We are not seriously suggesting you choose only one seed over your entire lifetime, but let's look at how you might do that. Sometime after birth, when you needed your first random number, you would set your seed,

. set seed 1073741823

On that day, you would draw, say, 10,000 pseudorandom numbers, perhaps to impute some missing values. Being done for the day, you can save the state, and then later restore it.

When you type set rngstate followed by a saved state string, Stata reestablishes the previous state. Thus the next time you draw a pseudorandom number, Stata will produce the 10,001st result after setting seed 1073741823. Let's assume that you draw 100,000 numbers this day. Done for the day, you save the state string.

On the third day, after setting the state to the saved state string above, you will be in a position to draw the 110,001st pseudorandom number.

In this way, you would eat your way through the 2^19937 - 1 random numbers, but you would be unlikely ever to make it to the end.

We do not expect you to set the seed just once in your life, but using the state string makes it easy to set the seed just once for a problem.

When we do simulations at StataCorp, we record c(rngstate) for each replication. Just like everybody else, we record results from replications as observations in datasets; we just happen to have an extra variable in the dataset, namely, a string variable named state. That string is filled in observation by observation from the then-current values of c(rngstate), which is a function and so can be used in any context that a function can be used in Stata.
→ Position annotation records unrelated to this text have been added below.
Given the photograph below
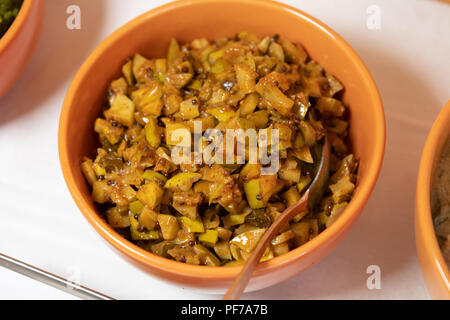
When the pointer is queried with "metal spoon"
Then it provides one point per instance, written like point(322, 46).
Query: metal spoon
point(310, 199)
point(51, 279)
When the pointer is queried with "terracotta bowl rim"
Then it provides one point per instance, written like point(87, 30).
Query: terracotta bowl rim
point(17, 25)
point(424, 221)
point(185, 271)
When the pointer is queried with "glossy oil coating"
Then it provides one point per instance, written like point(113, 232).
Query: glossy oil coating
point(149, 34)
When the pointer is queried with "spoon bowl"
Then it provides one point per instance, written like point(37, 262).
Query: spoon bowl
point(309, 200)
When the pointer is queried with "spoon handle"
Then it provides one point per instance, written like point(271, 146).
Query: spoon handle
point(51, 279)
point(240, 282)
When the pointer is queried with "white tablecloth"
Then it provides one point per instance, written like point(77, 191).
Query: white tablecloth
point(409, 57)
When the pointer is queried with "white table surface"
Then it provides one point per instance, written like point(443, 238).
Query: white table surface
point(409, 57)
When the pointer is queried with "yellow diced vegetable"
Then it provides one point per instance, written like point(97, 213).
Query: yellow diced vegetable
point(247, 241)
point(210, 237)
point(153, 133)
point(182, 181)
point(291, 196)
point(136, 207)
point(117, 219)
point(137, 234)
point(246, 78)
point(169, 226)
point(121, 111)
point(150, 194)
point(190, 225)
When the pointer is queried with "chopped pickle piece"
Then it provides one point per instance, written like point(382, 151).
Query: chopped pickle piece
point(139, 233)
point(151, 194)
point(121, 111)
point(182, 181)
point(210, 237)
point(190, 225)
point(169, 226)
point(157, 172)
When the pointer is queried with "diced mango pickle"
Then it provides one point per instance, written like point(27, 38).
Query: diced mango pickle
point(210, 237)
point(190, 225)
point(160, 181)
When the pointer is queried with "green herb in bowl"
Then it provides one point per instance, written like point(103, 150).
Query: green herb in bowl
point(8, 12)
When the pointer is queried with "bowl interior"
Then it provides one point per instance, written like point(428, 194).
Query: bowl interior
point(150, 35)
point(434, 267)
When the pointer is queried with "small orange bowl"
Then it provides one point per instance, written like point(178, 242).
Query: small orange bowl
point(149, 34)
point(434, 269)
point(18, 43)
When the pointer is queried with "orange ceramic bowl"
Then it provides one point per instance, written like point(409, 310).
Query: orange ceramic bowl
point(149, 34)
point(18, 43)
point(434, 269)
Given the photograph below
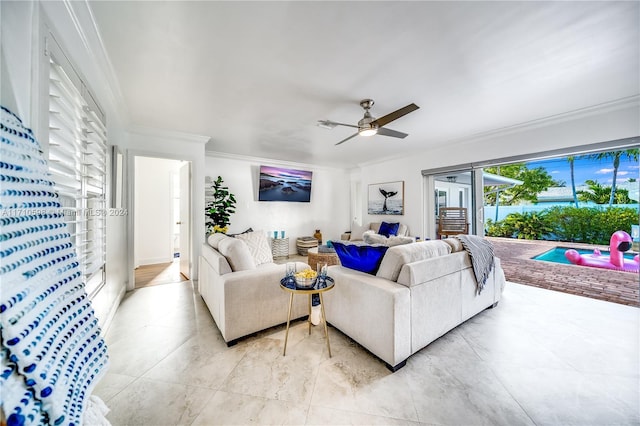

Anytime we want to reproduce a particular replication, we thus have the information we need to reset the pseudorandom-number generator, and having it in the dataset is convenient because we had to go there anyway to determine which replication we wanted to reproduce. If we want to add more replications later, we have a state string that we can use to continue from where we left off.

Reference

Matsumoto, M., and T. Nishimura. 1998. Mersenne Twister: A 623-dimensionally equidistributed uniform pseudo-random number generator. ACM Transactions on Modeling and Computer Simulation 8: 3-30.